We all need that personal touch and feel good experience from a small business that is trying its up most to succeed in what is a difficult and complex trading situation.
JUDITH A DANIELS
Cuts could stop bus users getting out
I write to you to stress our association’s concern over the reports that Norfolk County Council is considering reducing the amount of subsidy they offer to maintain essential bus services.
East Norfolk Transport Users Association (ENTUA) feels however, that as the amount set aside for bus subsidies is only a small percentage of the actual county council budget this is one area where cuts should not be made.
Along with the county council, and provided by the local operators, we do have quite a wide range of services covering Norfolk right throughout the days of the week, however, if these proposed cuts come about ENTUA feels that a large percentage of the travelling public in Norfolk will be denied the opportunity to travel, particularly at night and at weekends.
In their document the county council say that they will maintain bus journeys for such things as getting to and from work, for visits to hospitals, doctors etc. and to enable shopping to be done.
This is all well and good but what about if you wish to go out for the evening to visit a theatre or a cinema or take a trip out on a Sunday to see what the Norfolk countryside has to offer when the weather is nice?
ENTUA feels that we could, in this case, end up depriving many of the ability to undertake leisure activities creating almost a divided society: those who have their own transport and those without access to any form of transport other than the bus!
East Norfolk Transport Users Association
Praise for James Paget Hospital
My dear mother sadly passed away a few months ago in the ACU ward at the James Paget Hospital.
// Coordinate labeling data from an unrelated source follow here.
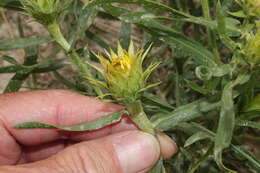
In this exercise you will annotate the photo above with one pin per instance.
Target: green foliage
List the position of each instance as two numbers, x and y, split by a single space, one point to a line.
208 99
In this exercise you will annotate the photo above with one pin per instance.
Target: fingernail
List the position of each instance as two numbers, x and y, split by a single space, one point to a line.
136 151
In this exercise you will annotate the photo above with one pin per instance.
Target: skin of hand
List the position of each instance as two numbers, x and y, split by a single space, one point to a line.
118 148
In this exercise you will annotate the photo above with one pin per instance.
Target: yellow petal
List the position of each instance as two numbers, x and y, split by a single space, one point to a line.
120 50
131 49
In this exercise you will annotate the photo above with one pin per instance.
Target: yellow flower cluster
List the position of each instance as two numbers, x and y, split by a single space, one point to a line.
123 73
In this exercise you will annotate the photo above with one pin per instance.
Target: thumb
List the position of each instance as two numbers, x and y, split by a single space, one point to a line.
125 152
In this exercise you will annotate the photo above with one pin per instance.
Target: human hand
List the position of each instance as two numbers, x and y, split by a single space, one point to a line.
118 148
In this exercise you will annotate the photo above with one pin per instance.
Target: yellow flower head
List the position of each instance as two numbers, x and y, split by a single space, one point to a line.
123 73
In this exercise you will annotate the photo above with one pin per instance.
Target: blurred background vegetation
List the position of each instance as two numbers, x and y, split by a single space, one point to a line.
208 100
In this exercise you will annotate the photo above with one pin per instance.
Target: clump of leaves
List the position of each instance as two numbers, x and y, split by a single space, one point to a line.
209 52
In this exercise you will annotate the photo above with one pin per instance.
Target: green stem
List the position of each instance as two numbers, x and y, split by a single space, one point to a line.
139 117
211 34
55 31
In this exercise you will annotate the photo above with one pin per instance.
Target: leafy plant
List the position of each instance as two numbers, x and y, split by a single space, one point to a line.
208 99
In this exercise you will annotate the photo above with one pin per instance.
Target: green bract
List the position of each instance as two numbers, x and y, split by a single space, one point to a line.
123 73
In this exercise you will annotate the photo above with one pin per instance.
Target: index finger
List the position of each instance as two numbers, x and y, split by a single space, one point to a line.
59 107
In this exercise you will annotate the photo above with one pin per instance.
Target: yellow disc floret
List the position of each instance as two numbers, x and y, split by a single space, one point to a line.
123 73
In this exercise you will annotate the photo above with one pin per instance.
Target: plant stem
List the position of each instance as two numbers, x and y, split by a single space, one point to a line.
211 34
55 31
139 117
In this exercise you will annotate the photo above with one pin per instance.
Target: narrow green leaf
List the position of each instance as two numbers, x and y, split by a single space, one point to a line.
158 167
157 100
20 43
92 125
12 4
9 59
152 5
17 80
199 53
195 138
242 152
221 19
183 114
254 105
196 87
125 35
225 125
245 123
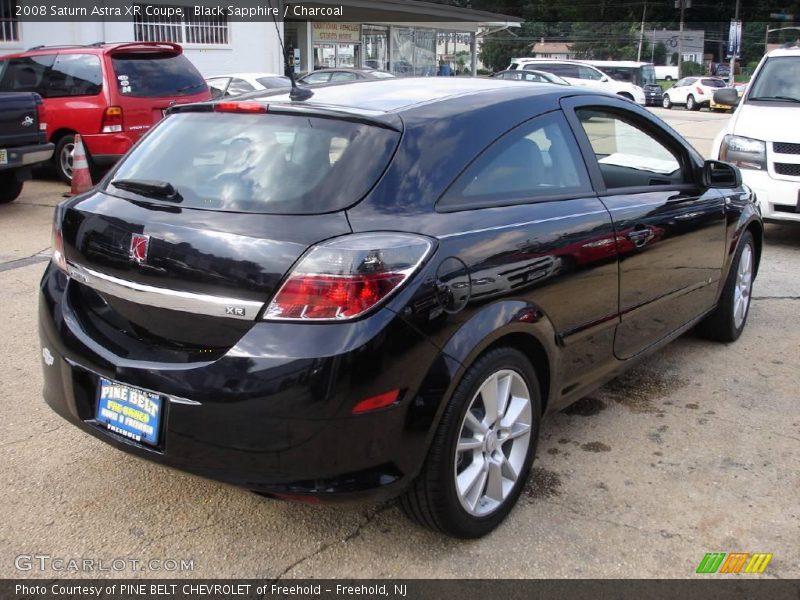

It was literally the night before she passed away that she requested that after she had gone could the family please write a letter to the Mercury saying what a wonderful ward/hospital she thought it was.
Her short time there was met by the “best of staff you could want” and were so helpful to the rest of our family at such a bad time. Mum said she had read a lot of “bad press” on the views of the JPH and knew some of these to be justified, but could herself only use praise.
So from my mum and all the family thank you ACU. Mum’s wishes have now been meet.